The earliest published atlas published in Europe appeared in 1477; however, its author was Claudius Ptolemaeus, a Greek cartographer living in Alexandria in Egypt about 150 A.D. Despite the many fables current in common perception, classical Greek scientists had proved the world was round, and even calculated its circumference with some precision, hundreds of years before Christ, let alone Columbus, and mapped the “oecumene” (the known world) with commendable accuracy, given their rudimentary tools.

After the fall of the Roman Empire, the scientific arts declined, in the so-called “Dark Ages”. When Ptolemaeus’ work was rediscovered by western scholars it caused a sensation, with numerous printed editions published over the next hundred years or more. But, as might be expected, contemporaries also realized that Ptolemaeus’ opus was hopelessly out-dated. Within forty years, successive Spanish, Portuguese, Dutch and English mariners (or adventurers sailing under these various flags) filled in many of the blank spaces on the map - adding the Americas, southern Africa, China and the Far East, the East Indies, Australia and the Pacific Ocean - while new skills enabled the re-mapping of Europe.
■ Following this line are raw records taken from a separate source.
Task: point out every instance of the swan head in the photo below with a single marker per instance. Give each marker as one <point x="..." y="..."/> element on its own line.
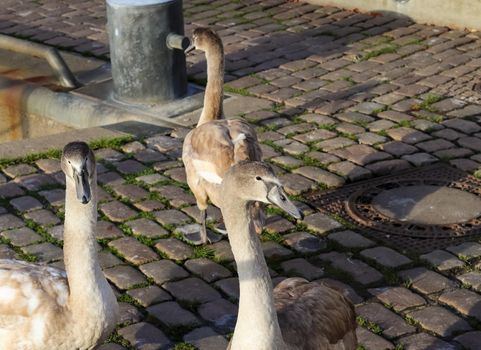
<point x="256" y="181"/>
<point x="78" y="164"/>
<point x="204" y="39"/>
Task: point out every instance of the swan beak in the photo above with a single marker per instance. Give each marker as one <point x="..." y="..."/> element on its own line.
<point x="82" y="186"/>
<point x="278" y="197"/>
<point x="190" y="48"/>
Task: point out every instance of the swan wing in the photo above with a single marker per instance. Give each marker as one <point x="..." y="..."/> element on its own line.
<point x="313" y="316"/>
<point x="25" y="288"/>
<point x="212" y="148"/>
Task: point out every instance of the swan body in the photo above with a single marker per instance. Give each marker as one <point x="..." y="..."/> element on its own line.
<point x="296" y="315"/>
<point x="216" y="144"/>
<point x="45" y="308"/>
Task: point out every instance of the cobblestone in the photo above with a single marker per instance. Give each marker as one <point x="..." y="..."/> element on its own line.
<point x="337" y="119"/>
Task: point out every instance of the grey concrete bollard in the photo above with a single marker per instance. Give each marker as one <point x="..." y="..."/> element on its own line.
<point x="146" y="42"/>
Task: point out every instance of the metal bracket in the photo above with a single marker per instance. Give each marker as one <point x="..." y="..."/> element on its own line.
<point x="50" y="54"/>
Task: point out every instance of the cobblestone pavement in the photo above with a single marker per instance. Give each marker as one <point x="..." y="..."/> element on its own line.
<point x="354" y="96"/>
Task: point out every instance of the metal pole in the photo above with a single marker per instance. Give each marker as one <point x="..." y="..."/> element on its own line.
<point x="145" y="37"/>
<point x="56" y="62"/>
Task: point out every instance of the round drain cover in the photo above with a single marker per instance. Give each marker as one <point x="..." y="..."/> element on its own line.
<point x="428" y="205"/>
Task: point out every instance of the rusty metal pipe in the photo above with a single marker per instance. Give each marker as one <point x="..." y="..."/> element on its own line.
<point x="50" y="54"/>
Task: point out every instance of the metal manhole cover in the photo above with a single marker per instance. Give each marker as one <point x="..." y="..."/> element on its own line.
<point x="418" y="210"/>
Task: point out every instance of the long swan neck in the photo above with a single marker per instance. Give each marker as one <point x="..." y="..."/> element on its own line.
<point x="81" y="262"/>
<point x="214" y="91"/>
<point x="257" y="326"/>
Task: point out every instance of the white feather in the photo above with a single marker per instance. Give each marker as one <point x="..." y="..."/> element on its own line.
<point x="206" y="170"/>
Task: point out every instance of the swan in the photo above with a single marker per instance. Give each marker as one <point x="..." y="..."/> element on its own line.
<point x="44" y="308"/>
<point x="216" y="144"/>
<point x="296" y="315"/>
It was unfortunate for Cyprus that the island lay at the furthest extremity of Europe from the new cartographic centres, and also under the control of the Turks - enemies of the Christian West. This inaccessibility meant that the mapping of Cyprus developed spasmodically; there would be an important advance, establishing a new prototype for main-stream publishers to use in their atlases, and then development would be in slow increments, until a new landmark map appeared, to be copied in the same way. 

The map prototypes are:

1485: Bartolommeo dalli Sonetti, the first separate printed map of Cyprus, and copied by Bordone, Camocio, Ortelius (1570), these others containing many new names, as well as many publishers of travel accounts, 

1570: Giacomo Franco, used by Ortelius in 1573, and the basic model for printed maps of Cyprus into the nineteenth century.

1762: Jean Baptist d’Anville, a significant new map of the island based on a Turkish manuscript but, through a misunderstanding of the geography, not a significant improvement.

1885: Horatio Herbert Kitchener, the first scientific survey of the island, published on sixteen sheets, and the model into the mid-twentieth century.

The charts:

1618: Willem Jansz. Blaeu, a sea-chart, only really superceded in 1849.

1849: Thomas Graves, a new sea-chart for the British Admiralty, used into the 20th Century.